L’Express : « Un voyage dans le passé »

5 janvier 2013

Munich, années 1930: un enfant juif observe son voisin d’en face, devenu maître du IIIe Reich. Aujourd’hui historien britannique, Edgar Feuchtwanger raconte enfin ses souvenirs. Rencontre avec celui qui, avant de devoir fuir, a vu monter le nazisme au coin de sa rue.

Longtemps, la vie de famille, les salles de cours et les roses blan-ches du Hampshire (Angleterre) ont suffi au bonheur du Pr Feuchtwanger. Mais tout le monde n’a pas le sinistre privilège d’avoir eu pour voisin le dictateur le plus sanglant du xxe siècle et d’en avoir réchappé. « Pourquoi ne rédiges-tu pas ton autobiographie? » le pressaient son agent littéraire, ses enfants et ses petits-enfants. A 88 ans, Edgar Feuchtwanger est un peu dur d’oreille. Mais son appareil auditif fonctionne à merveille et sa mémoire est excellente. Le vieil homme a donc redonné vie au petit garçon juif qui avait observé, entre 1929 et 1939, le bourreau nazidepuis sa fenêtre, avant de le fuir, huit mois avant le début de la guerre. « Jai voulu raconter Hitler avec mes yeux d’enfant, le démythifier pour mieux rappeler sa folie et sa réalité », dit l’historien dans un anglais aussi impeccable que son costume. Le voyage dans le passé, qui fait l’objet d’un livre et d’un documentaire bientôt diffusé sur Planète + (1), s’est effectué sans douleur, assure-t-il. « Après tout, l’histoire pour moi se termine très bien. »

Il est « plus petit que mon père, plus petit que Rosie »

Elle commence au temps pas si lointain où les Allemands bien nés portaient la culotte de cuir et jouaient au croquet. Au deuxième étage du 38, Grillparzerstrasse, une rue cossue de Munich, vit donc un petit garçon, né en 1924, surnommé « Bürschi ». Son père, Ludwig, est un éditeur respecté, ami de Thomas Mann. Son oncle, Lion Feuchtwanger, l’auteur du célèbre Juif Süss, qui raconte la vie des juifs en Allemagne au xviiie siècle, s’impose comme l’un des écrivains germanophones les plus lus de son époque.

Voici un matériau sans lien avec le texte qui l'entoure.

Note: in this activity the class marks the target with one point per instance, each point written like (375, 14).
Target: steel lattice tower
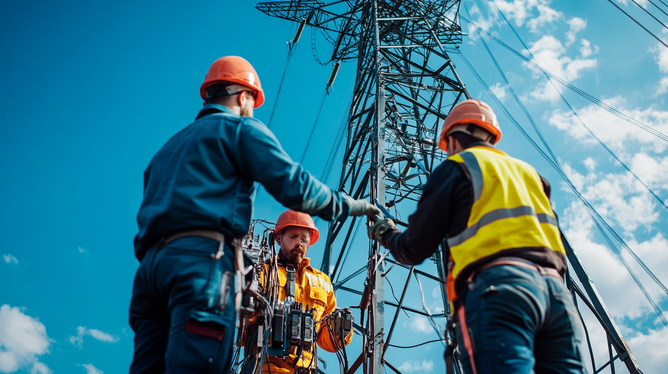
(406, 84)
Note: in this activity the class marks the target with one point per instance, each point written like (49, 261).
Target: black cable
(650, 14)
(565, 83)
(416, 345)
(533, 123)
(595, 215)
(395, 296)
(280, 86)
(657, 7)
(591, 209)
(639, 24)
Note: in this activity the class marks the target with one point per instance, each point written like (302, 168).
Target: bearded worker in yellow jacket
(298, 280)
(505, 257)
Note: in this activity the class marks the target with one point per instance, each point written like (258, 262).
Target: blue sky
(90, 90)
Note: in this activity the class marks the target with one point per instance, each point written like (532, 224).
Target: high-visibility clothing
(312, 288)
(510, 209)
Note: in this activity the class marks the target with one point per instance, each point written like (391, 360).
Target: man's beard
(295, 255)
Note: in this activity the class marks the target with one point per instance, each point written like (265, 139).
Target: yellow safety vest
(510, 209)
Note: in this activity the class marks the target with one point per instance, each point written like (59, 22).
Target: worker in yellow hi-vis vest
(505, 256)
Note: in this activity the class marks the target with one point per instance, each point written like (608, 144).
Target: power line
(657, 7)
(595, 215)
(639, 24)
(580, 92)
(526, 112)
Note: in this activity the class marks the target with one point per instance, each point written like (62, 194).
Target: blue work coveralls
(203, 178)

Edgar Feuchtwanger habitait enfant dans la même rue qu'Hitler
 Après guerre, cet opposant farouche au nazisme et sympathisant communiste (ce qui lui vaudra quelques ennuis lors de son exil aux Etats-Unis), participera à la naissance du magazine Der Spiegel. Bürschi, lui, se rêve navigateur, aviateur, champion de crawl, selon les jours. Il chérit aussi sa nurse, Rosie, une marxiste qui n’a pas son pareil pour préparer le chocolat chaud et traduire en mots simples les immenses questions. « Qu’est-ce qu’être juif? » demande le garçon, dont les parents, des intellectuels aisés, laïcs et assimilés, ne fréquentent guère la synagogue. « Toi et moi, on est pareils, c’est juste que les juifs ne croient pas que le petit Jésus a existé », répond Rosie en exhibant la petite croix en or qui caresse son corsage. Le corsage de Rosie a toujours raison.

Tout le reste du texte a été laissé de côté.